Beyond The Hearing Aid
DURING THE 1950s, IN THE GLORY DAYS OF THE NEW YORK Yankees, Gil McDougald was the 1951 Rookie of the Year and a five-time All-Star infielder. One day in 1955, during batting practice, he reached beyond a protective fence to pick up a ball. Right at that moment, his teammate Bob Cerv sent a line drive in his direction, striking him just above the left ear. McDougald was not severely injured, missing only a few games before returning to the lineup. But the accident had fractured his skull and damaged his inner ear.
He soon lost most of the hearing in his left ear, and the hearing in his right ear diminished as well. He stayed with the Yankees for several more seasons, helped by hearing aids, and continued to rely on the devices through the 1960s and 1970s, after his retirement from baseball. Still, his hearing continued to deteriorate. He couldn’t participate fully in family discussions. He stopped using the telephone; he ceased joining old teammates on the banquet circuit. Increasingly, he became a recluse.
Then, in 1994, he gained new hope from Stephen Epstein, a doctor and an avid Yankee fan. Epstein told him about the cochlear implant, an electronic device that promised to bypass the damaged tissues of McDougald’s inner ears and thereby restore his hearing. A surgeon and former Brooklyn Dodgers fan, Noel Cohen, installed these implants in both of McDougald’s ears a few months later.

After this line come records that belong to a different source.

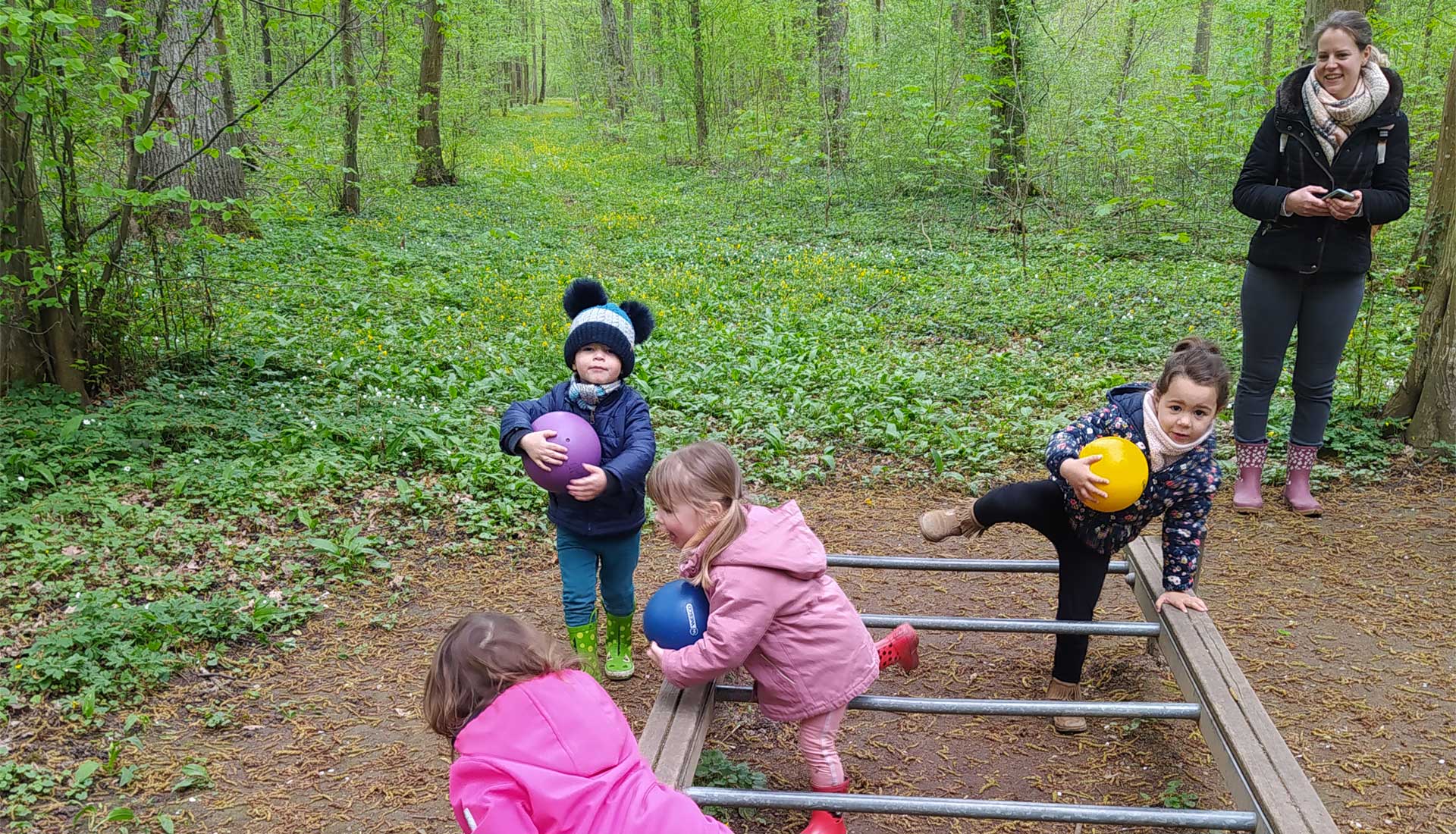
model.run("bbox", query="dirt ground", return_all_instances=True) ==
[34,469,1456,834]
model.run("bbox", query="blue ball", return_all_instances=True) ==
[642,579,708,649]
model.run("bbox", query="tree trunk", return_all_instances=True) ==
[987,0,1027,192]
[415,0,456,187]
[253,6,272,87]
[1385,48,1456,448]
[600,0,628,122]
[1112,0,1138,122]
[815,0,849,168]
[1415,0,1436,79]
[374,0,394,89]
[339,0,359,214]
[1260,11,1274,84]
[687,0,708,158]
[141,0,256,233]
[536,14,546,105]
[0,54,84,393]
[1191,0,1213,100]
[646,0,663,92]
[1299,0,1374,63]
[622,0,636,89]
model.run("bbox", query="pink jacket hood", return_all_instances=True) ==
[663,500,880,722]
[450,671,733,834]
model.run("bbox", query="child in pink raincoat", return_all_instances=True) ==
[646,441,919,834]
[424,611,733,834]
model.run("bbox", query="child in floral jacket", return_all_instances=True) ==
[920,337,1228,732]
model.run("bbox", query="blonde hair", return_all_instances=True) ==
[422,611,581,742]
[646,440,748,587]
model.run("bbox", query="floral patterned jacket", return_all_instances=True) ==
[1046,383,1219,591]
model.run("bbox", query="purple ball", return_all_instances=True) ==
[521,412,601,494]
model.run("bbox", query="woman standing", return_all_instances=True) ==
[1233,11,1410,516]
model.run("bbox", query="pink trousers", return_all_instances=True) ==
[799,706,847,788]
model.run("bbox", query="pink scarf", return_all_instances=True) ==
[1143,389,1213,472]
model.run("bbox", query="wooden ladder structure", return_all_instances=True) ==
[639,537,1338,834]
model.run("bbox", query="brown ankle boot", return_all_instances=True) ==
[1046,679,1087,735]
[920,500,986,541]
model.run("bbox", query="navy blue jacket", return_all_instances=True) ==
[1046,383,1219,591]
[500,383,657,535]
[1233,67,1410,275]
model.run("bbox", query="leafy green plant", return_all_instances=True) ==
[693,750,769,823]
[1140,779,1198,807]
[187,704,234,729]
[172,761,212,793]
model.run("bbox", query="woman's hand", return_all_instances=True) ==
[1059,454,1112,503]
[1284,185,1332,217]
[519,429,566,472]
[1153,591,1209,613]
[1325,190,1364,220]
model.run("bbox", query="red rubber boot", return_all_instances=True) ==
[799,779,849,834]
[875,623,920,673]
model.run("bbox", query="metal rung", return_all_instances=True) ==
[687,788,1255,831]
[828,553,1131,573]
[859,614,1162,638]
[714,684,1200,719]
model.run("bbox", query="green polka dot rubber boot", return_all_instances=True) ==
[566,611,601,681]
[607,613,636,681]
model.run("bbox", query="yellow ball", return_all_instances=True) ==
[1078,437,1147,513]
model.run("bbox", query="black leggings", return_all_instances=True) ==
[975,481,1112,684]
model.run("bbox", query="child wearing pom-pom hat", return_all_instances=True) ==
[500,278,657,680]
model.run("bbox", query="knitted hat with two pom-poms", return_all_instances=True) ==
[560,278,655,377]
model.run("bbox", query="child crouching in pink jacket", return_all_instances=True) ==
[646,441,919,834]
[424,611,733,834]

They worked. Right at the start, he found that he could hear and repeat words without error. He renewed his old Yankee friendships, attending baseball dinners and telling stories about the manager Casey Stengel. He also launched a new career as an advocate for the deaf.
Cochlear implants are a fundamental advance over conventional hearing aids. A hearing aid amounts to a miniature microphone and amplifier that directs the amplified sound through a speaker to the eardrum. Such a device works for hearing-impaired people whose inner ears are largely intact but have lost sensitivity.
Some people, however, are so profoundly deaf that standard hearing aids offer little or no relief. Such patients can often be helped with cochlear implants. These bypass the eardrum as well as other structures of the inner ear and provide direct electrical stimulation of the nerves that lead from the ear to the brain. The brain interprets signals from these nerves as speech or other sounds. The approach is somewhat like restoring sight to the blind by connecting a miniaturized television camera directly to the optic nerve.
The association of electric currents with hearing goes back two centuries to Italy. Alessandro Volta, who invented the electric battery, placed electrodes in both his ears and reported that a flow of electricity produced a sound that resembled “the boiling of thick soup.” A similar experiment by a French researcher named Guillaume Duchenne, in 1855, gave a sound described as “the beating of a fly’s wings between a pane of glass and a curtain.”
The next important step came in 1930. Two investigators studied the electrical response in the auditory nerve of a cat and showed that these signals were similar in frequency and amplitude to the sounds the cat was hearing. This encouraged researchers to investigate the details of the mechanism of hearing and discover how sounds could give rise to such a neural response.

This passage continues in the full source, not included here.